There, the furious row over the terms of the bailout is still going on, with the Partido Popular again vetoing any attempt to launch an inquiry into Bankia. If the Spanish political elite - both main parties were implicated in the mismanagement of the cajas - thinks it can get away with things as normal, covering up the shocking collapse of a bank built on political patronage, then the Germans intend the Greek example to be a salutary lesson.

(Incidentally, unlike in Greece, numerous people I met in Spain in the last two weeks were quite cool about the euro: they know their economy could survive outside it, and that Brussels can't rip up the miles of road and railway track laid with EU structural funds.)

So Greece is no longer the front line of a global financial crisis: Spain - indeed the entire European banking system - is the front line.

The problem is, it may make economic sense for the EU mainstream to let the Greek centre collapse and force Greece into an exit crisis, but politically it will leave a bitter taste.
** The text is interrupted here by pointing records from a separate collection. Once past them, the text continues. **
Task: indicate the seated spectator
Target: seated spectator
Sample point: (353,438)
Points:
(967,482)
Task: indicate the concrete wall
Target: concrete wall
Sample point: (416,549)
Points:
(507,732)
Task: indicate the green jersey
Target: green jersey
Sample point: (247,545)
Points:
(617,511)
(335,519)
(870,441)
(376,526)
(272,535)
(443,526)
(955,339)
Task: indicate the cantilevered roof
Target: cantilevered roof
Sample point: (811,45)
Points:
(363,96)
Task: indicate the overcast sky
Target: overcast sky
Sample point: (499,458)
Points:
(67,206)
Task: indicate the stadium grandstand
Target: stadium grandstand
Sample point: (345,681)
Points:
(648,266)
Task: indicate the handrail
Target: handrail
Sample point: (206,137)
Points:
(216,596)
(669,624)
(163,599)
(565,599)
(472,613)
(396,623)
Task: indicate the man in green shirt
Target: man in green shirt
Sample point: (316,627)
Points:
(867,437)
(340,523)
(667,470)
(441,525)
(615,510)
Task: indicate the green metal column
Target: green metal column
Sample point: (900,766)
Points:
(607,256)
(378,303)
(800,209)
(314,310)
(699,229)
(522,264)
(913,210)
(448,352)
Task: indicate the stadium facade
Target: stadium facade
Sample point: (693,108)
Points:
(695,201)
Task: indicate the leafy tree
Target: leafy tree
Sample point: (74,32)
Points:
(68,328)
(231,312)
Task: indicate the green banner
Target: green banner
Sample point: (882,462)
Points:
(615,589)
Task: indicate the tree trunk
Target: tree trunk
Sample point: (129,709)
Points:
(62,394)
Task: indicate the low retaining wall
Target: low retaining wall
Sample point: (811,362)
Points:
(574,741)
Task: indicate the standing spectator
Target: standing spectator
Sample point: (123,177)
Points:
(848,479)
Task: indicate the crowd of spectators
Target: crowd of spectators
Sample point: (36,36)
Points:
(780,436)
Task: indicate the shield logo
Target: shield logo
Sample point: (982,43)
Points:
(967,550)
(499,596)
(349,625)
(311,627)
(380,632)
Because one of the reasons Greeks remain so wedded to the euro project is the international guarantee of governance it provides: a check and balance on crooked politicians. Another reason is they feel they have contributed to the project historically - not just through Athenian democracy but in the liberation struggle against the Ottoman Empire, and through the heroic resistance to Nazism which still haunts the memories of elderly people here.

If, by a series of actions and non-actions, Berlin and Brussels allow the political centre to collapse here, so that you get the first government of left communists, feminists and ecologists in a western country, while fascists roam the streets, pulling migrants out of hospital beds as threatened, that might not be seen as Europe's greatest act of statecraft.

It remains possible that you get a government of national unity with, as attempted before, ND, Pasok and the euro-communist Dem Left in coalition.

But all three of those parties still go into the election committed to a renegotiation of the austerity terms, so for such a last-ditch centrist government to cohere, Germany has to want Greece to stay in the Euro.

My sources within the euro policy world are indicating today, quite simply, that it does not.